Regarding the truth or falsity of H0: Perhaps it would be better if H0 were called a "reference hypothesis"? Statistics is fundamentally about whether data has the power to resolve differences among multiple reference hypotheses. It seems to me that asking for any hypothesis to be "true" is fundamental misguided, and this is one of the ontological flaws of the Bayesian approach.
Meehl's issue (and mine) is that the reference hypothesis should be that the correlation between the treatment and outcome follows a crud distribution. I'm going to develop this more this week, so stay tuned.
I look forward to it!
One pedantic note on the RCT example in the footnote: I suspect the null hypothesis is false even in this example. Those bottles are probably snowflakes if you look closely enough. First, there could be systematic biases, e.g., they're from different lots produced under slightly different conditions, they were transported and stored at different temperatures, etc. But also, pill-to-pill variation means that no matter what the two bottles are slightly different populations. If the null hypothesis is "the expected treatment effect of a pill drawn from bottle 1 is identical to the expected treatment effect of a pill drawn from bottle 2", where expectations are w.r.t. the (hypothetically infinite) population of patients and the (finite) population of pills in each bottle, then I think it's almost certainly false. (You can't prove it, though, since you can't test the same pill twice.)

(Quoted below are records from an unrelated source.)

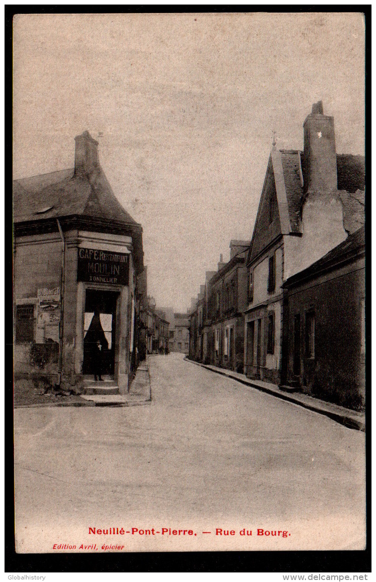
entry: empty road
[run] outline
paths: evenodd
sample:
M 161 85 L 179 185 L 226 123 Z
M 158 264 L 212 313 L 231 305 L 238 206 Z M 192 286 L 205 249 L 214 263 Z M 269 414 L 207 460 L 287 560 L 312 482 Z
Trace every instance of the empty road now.
M 19 552 L 364 547 L 364 433 L 180 354 L 149 365 L 150 406 L 15 411 Z

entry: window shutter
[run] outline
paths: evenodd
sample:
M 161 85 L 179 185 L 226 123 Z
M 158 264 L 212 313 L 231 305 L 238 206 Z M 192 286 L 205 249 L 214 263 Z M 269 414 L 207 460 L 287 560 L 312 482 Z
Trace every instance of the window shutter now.
M 274 353 L 274 313 L 268 316 L 268 354 Z
M 275 289 L 274 255 L 269 258 L 269 278 L 268 279 L 268 291 L 271 293 Z

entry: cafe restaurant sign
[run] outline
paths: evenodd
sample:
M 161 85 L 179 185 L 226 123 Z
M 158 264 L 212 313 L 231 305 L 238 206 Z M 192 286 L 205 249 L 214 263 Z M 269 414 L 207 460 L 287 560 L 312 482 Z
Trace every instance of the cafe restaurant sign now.
M 77 252 L 77 281 L 129 284 L 129 255 L 94 249 L 81 248 Z

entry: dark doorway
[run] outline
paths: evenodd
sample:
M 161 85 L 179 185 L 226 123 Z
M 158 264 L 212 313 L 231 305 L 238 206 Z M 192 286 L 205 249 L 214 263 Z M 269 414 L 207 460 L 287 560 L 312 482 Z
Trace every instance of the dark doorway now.
M 261 320 L 257 320 L 257 357 L 256 361 L 256 374 L 260 377 L 260 364 L 261 359 Z
M 300 375 L 300 314 L 294 316 L 294 374 Z
M 254 321 L 248 323 L 247 332 L 247 365 L 253 365 L 253 352 L 254 350 Z M 250 370 L 249 370 L 250 371 Z
M 102 346 L 102 374 L 113 377 L 116 346 L 116 301 L 120 293 L 87 289 L 84 321 L 83 374 L 94 374 L 93 342 Z M 95 336 L 95 337 L 94 337 Z

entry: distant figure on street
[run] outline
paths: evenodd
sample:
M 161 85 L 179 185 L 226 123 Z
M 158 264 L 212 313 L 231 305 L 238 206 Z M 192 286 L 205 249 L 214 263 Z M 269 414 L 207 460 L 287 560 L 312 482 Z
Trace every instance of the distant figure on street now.
M 84 343 L 87 345 L 90 351 L 91 367 L 94 375 L 94 380 L 99 379 L 101 381 L 104 353 L 105 350 L 108 349 L 108 342 L 104 335 L 97 308 L 94 310 L 94 314 L 85 336 Z

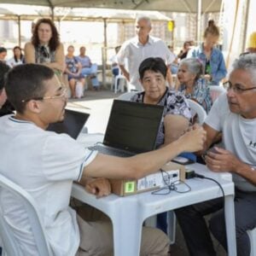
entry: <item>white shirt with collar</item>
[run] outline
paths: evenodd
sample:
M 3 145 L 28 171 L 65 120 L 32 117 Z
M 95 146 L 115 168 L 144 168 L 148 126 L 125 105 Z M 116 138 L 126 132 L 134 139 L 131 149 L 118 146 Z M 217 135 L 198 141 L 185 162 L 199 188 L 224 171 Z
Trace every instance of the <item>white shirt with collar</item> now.
M 53 254 L 74 256 L 79 230 L 76 212 L 69 207 L 72 184 L 80 180 L 96 152 L 84 148 L 67 135 L 45 131 L 10 115 L 0 118 L 0 172 L 38 202 Z M 37 255 L 21 203 L 8 191 L 2 191 L 0 203 L 24 255 Z
M 205 123 L 212 129 L 222 131 L 224 148 L 232 152 L 241 161 L 256 167 L 256 119 L 244 119 L 230 110 L 226 93 L 214 102 Z M 242 177 L 232 173 L 237 189 L 256 191 L 256 186 Z
M 141 62 L 148 57 L 162 58 L 166 65 L 175 60 L 175 55 L 170 51 L 166 44 L 158 38 L 148 37 L 146 44 L 142 44 L 137 37 L 135 37 L 125 42 L 118 53 L 118 63 L 125 64 L 125 59 L 128 61 L 128 71 L 130 73 L 130 83 L 139 91 L 142 90 L 142 85 L 139 82 L 138 68 Z

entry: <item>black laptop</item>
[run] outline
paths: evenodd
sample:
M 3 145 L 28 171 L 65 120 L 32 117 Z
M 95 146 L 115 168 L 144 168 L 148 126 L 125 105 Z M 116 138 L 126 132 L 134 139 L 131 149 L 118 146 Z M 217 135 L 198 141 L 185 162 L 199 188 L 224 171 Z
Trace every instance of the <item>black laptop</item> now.
M 90 149 L 131 156 L 155 148 L 164 107 L 114 100 L 104 140 Z
M 71 109 L 65 109 L 64 120 L 58 123 L 50 124 L 47 131 L 57 133 L 67 133 L 76 139 L 82 131 L 90 114 Z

Unrelated: Did Meehl really not think to use the average *magnitude* of the Pearson r? Who cares about signs? "Adolescent delinquency negatively correlated with sunscreen use" is a perfectly good headline! (I guess preregistering the expected sign of the effect would at least cut the chance of a significant result in half.)
Point taken! You're probably right, and it's probably way worse with regards to actual treatments. Though I imagine the Pearson-r is still much lower that 0.1. Someone should study that! I have other gripes with RCTs that I'll get to, eventually.
Second, Meehl is never 100% precise about what he means with regards to crud. I can't find him writing out a mathematical definition anywhere. But you are probably right that he means average absolute value! I can use that definition if you want.
This week, I was just going to assume the corelation coefficients were normally distributed with some mean and variance. If we assume they have mean zero and average absolute value c, then their standard deviation would be sqrt(pi/2)*c. I don't think it is going to matter much either way.
I propose the following: crud factor = mean(|r|) and crud distribution is whatever the ambient distribution of r is. What do you think?
Sounds good to me! I'd also be perfectly happy with defining the crud factor to be sqrt(mean(r^2)), or even mean(r^2), whatever's convenient that's invariant to sign flips.